- Origin: Los Angeles, California, United States
- Genres: Garage rock; psychedelic rock;
- Years active: 1966 - 1967
- Labels: Sanctus

= The Caretakers of Deception =

American garage rock band

The Caretakers of Deception were an American garage rock band formed in Los Angeles, California, in 1966. Very little is known about the group itself, but their lone single "Cuttin' Grass" which was first noticed on the Psychedelic Disaster Whirl compilation album, is heralded as a classic of the 1960s garage rock era.

The Caretakers of Deception were formed by Thomas Charles Jones, a Los Angeles songwriter, when he was 17 years old. Nothing is known regarding the identities of the group's members themselves but Jones was the band's leader and primary songwriter. On his behalf, the band performed at local clubs that were a part of the city's psychedelic music scene such as the Seawitch and Brave New World. In 1967, Jones was approached by talent agent Larry Miller to record the Caretakers of Deception at a home studio in Topanga Hills. The group completed and released two Jones originals (who is credited as T. Jones on the single) "Cuttin' Grass" and "X + Y = 13" on Sanctus Records; the Caretakers of Deception disbanded soon after.

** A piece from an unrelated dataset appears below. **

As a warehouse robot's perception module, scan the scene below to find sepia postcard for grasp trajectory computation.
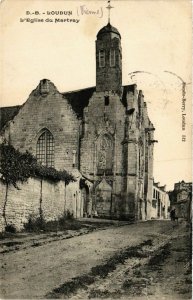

Although the "Cuttin' Grass" single did not create much interest outside Los Angeles, it received more attention when it was reissued on the Psychedelic Disaster Whirl compilation album in 1986. As "Cuttin' Grass" experienced a revival of interest, it has been acknowledged as a classic. In the UK, critic Dave Furgess, writing for the Head Heritage website, described the record as "one of the top 10 greatest USA 60's garage records of all time, right up there with classics by The Dovers, The Squires, Third Bardo, Human Expression and Calico Wall".